Was it a clerical error? Probably. Almost certainly. Brett the Vet has too much to do — the figurines, the AirBnB, the dogs, the recap — to stage a deliberate fraud. But the man whose stats got "incorrectly entered" was the player named Andrew Harris, on the team owned by the manager named Andrew Harris, who hasn't logged in since March, and is somehow in first place anyway. In any other league, this gets you a hearing. In this league, it gets you another stretch in first place.
You will recall, from Column Five, that Brett Houlberg co-hosts an AirBnB with a mysterious man named Chad. Multiple guest reviews. "Brett and Chad were wonderful hosts." Chad has no LinkedIn. Chad has no Facebook. Chad is the most mysterious figure in the WLB orbit who is not himself a baseball owner.
I am asking — and I want to be clear that I am asking this as a question, not as an accusation — is Andrew Harris also Chad? Is the commissioner of the WLB silently quarterbacking the Iron Knob Explosions on behalf of an absentee Children's Theatre CEO who is currently pretending to be someone else on a vacation rental platform? Are we watching, in real time, the late-stage merger of the Milk Carton Babies brand with the boutique-hospitality industry, with a side venture in baseball stat-line maintenance? I have no proof. I have only an incorrectly uploaded stat line, an absentee manager, a co-host with no last name, and a commissioner who paints eyebrows.
Now. About Andrew's dojo.
I have, in past columns, written that Andrew Harris fancies himself a black belt. I want to issue a partial correction. Sources confirm that Andrew Harris is, in fact, an actual black belt. He has the certificate. He has the belt. The dojo will testify. The senior instructor will reluctantly confirm. The man went and did the thing.

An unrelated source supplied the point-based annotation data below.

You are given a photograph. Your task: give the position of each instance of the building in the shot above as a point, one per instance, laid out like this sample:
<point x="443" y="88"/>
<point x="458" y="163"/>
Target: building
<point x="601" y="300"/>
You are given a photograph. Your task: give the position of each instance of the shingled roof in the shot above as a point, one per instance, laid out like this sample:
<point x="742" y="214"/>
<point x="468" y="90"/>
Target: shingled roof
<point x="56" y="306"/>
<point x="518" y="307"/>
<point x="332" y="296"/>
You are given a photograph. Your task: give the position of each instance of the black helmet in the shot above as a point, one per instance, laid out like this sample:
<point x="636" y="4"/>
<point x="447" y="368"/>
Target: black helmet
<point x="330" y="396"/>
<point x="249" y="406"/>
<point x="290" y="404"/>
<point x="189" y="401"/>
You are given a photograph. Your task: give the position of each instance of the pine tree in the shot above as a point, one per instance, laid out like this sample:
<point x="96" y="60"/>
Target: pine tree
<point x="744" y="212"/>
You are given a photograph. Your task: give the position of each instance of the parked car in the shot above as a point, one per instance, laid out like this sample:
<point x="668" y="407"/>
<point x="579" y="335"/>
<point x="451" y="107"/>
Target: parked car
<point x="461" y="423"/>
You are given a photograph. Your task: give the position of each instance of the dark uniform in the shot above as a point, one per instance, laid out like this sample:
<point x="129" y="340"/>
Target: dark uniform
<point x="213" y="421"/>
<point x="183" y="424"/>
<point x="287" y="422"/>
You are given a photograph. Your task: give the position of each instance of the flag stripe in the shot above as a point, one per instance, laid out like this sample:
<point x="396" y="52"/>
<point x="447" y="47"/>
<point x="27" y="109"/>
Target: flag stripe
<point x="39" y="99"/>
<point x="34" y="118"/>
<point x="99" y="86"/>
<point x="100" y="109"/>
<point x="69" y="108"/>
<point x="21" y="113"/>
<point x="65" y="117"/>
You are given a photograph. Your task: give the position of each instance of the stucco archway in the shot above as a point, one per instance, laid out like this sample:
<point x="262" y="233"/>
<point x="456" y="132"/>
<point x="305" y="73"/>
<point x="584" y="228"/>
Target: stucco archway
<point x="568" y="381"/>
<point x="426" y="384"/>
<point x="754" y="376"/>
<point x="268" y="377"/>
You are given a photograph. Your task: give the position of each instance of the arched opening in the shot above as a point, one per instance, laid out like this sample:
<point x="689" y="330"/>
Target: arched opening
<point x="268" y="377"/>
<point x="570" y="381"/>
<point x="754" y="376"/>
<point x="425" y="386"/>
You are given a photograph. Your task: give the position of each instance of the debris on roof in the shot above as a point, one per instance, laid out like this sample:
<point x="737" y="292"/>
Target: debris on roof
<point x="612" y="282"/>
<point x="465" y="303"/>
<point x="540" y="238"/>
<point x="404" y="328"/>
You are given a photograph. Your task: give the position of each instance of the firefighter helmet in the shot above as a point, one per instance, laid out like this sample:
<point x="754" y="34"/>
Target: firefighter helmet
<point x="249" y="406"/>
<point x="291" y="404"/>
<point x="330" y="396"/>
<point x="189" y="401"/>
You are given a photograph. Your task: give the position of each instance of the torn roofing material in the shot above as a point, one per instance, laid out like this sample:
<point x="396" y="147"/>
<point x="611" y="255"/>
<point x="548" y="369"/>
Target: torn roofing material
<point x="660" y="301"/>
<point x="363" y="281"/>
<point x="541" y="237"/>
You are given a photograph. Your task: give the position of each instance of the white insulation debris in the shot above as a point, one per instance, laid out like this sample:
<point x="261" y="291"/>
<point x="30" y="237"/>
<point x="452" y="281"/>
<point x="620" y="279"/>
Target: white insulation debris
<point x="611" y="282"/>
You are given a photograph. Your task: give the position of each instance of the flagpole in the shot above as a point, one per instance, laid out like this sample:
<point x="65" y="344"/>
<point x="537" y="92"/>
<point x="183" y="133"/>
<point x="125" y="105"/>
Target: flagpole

This does not, however, make it less funny. If anything, it makes it worse.
Because here is the situation we are now contemplating: a 54-year-old Children's Theatre CEO whose teenage business venture was hand-lettered action figure packaging with HUMAN HAIR SAMPLES is also, in the year 2026, a certified martial artist. He produces Annie Jr. in the morning. He throws kata in the evening. He fields a baseball team that won't stop winning despite his refusal to log in. He may be moonlighting as a man named Chad. And on Saturdays, somewhere in suburban Louisville, he is bowing to a sensei and breaking boards with his hands.
The man fancies himself a black belt and is one. These are not mutually exclusive states. You can earn the belt and still walk around like a guy who needs to remind people that he has it. The certificate addresses the fact. It does not address the demeanor. The demeanor is the joke. The demeanor remains, regardless of the certificate, that of a man who would absolutely volunteer "well, you know, in the dojo we'd say —" at a dinner party that did not require the dojo's input.
He is in first place. He has not logged in. His player stats are mathematically suspicious. His commissioner has been very generous with the data entry. And he can, when called upon, defend himself with his hands.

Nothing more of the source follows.